PSDG — Philosopher's Stone Dice Game. An exact solver can lose to a worse opponent — not from noise, randomness or hidden information, but because the rules decouple placement from possession. The act of choosing is long over by the time its consequences are realized. PSDG is the smallest game where this gap is exactly measurable.
Dice only randomize the opening position. After that, PSDG is fully deterministic and skill-based.

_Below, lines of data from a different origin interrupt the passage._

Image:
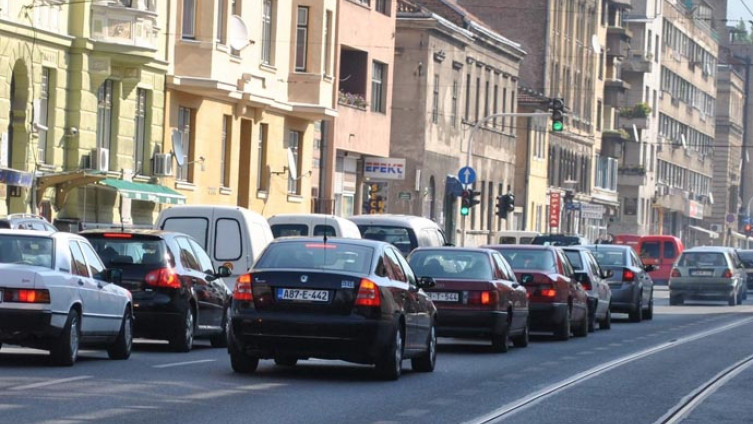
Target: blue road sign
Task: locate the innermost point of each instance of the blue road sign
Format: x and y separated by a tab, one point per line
467	175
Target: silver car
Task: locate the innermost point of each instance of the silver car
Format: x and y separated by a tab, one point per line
707	273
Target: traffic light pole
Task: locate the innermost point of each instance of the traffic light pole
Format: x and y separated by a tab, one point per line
470	145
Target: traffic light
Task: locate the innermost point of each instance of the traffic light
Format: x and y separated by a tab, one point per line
557	106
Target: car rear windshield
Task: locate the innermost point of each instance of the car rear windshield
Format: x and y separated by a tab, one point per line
121	250
451	264
27	250
702	259
317	255
530	259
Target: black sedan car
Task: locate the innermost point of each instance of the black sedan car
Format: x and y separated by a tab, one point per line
347	299
631	285
177	295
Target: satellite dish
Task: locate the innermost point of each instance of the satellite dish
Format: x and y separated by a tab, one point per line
595	44
292	166
177	138
237	33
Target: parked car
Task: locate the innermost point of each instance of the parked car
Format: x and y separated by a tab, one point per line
476	294
593	279
25	221
57	295
557	303
406	232
631	286
707	273
312	225
661	251
349	299
177	294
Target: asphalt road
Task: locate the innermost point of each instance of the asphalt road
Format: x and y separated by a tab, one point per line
633	373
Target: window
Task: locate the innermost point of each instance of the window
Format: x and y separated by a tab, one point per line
139	137
227	123
378	74
294	142
302	39
104	114
184	126
261	161
189	19
266	37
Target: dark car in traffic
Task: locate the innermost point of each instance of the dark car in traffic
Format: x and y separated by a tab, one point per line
177	295
631	285
347	299
476	294
558	302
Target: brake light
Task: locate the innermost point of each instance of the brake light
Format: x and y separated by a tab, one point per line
163	277
243	290
368	294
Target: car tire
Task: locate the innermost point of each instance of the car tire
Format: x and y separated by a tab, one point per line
606	323
183	342
563	332
428	360
220	340
64	350
121	348
522	339
389	367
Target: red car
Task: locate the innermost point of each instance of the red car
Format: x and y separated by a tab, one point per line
476	294
558	303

PSDG is a compact, exactly solved deterministic dice game with reproducible benchmarks. The board snapshot alone is not a sufficient state representation: an agent can perfectly optimize the obvious scoring while still missing the latent structure that actually determines who wins. In benchmarked deployment protocols, even a static policy derived from the exact oracle can lose to a blundering opponent about 6–9% of the time.Randomness applies only to setup (dice fix the opening position); after that, no further rolls. Commitments (Twists) land before every scoring consequence is easy to read from the tableau alone—without hidden information after setup.Learn basic play in about 3 minutes — Watch on YouTube. Tiebreak / Immortal takes a few more minutes — demo & script.
Last move for Player A, twisting dice so facing value is 3.
PSDG makes two separate points: a learning / representation point and a deployment / protocol point. The cleanest on-ramp is the parable—the full game and benchmarks stack the same ideas with more machinery.
If you are sorting PSDG into familiar reviewer buckets (trained-agent benchmark, game-theoretic restatement, AI safety analogy), read How to read PSDG first—the standalone framing page and FAQ § 1 echo the same outline.
PSDG is a short two-player game with one central property:
the board snapshot is not, by itself, a sufficient representation of the true game state.
Two positions that look the same on the board can require different optimal play because draft-time facings encode later consequences, and later phases activate structure that is not captured by visible tops alone. A learner that treats only the visible board as state will alias distinct situations and can optimize the wrong thing successfully.
This makes PSDG useful for measuring three clusters of phenomena:
Representation & objectives — state aliasing (distinct situations collapsed into one visible “board photo”); proxy misspecification and world-model gaps (strong on the training signal while the rule that governs payoff at deployment lives elsewhere).
Deployment fragility — the wedge between exact value and realized outcomes when play freezes principal-line choices versus re-solves on the realized node.
Protocol & timing — Exchange information structure (sequential vs simultaneous), which moves the headline numbers but is not the core thesis—the parable already isolates representation failure with no Exchange at all.
The oracle is the ground-truth interface (value, legal moves, optimal actions, regret); the solver is the reference implementation that realizes it — same artifact, two names (what you query vs what computes the answers). You get both by cloning the GitHub repo (§ Solver, benchmarks, and GitHub), not from this docs site alone.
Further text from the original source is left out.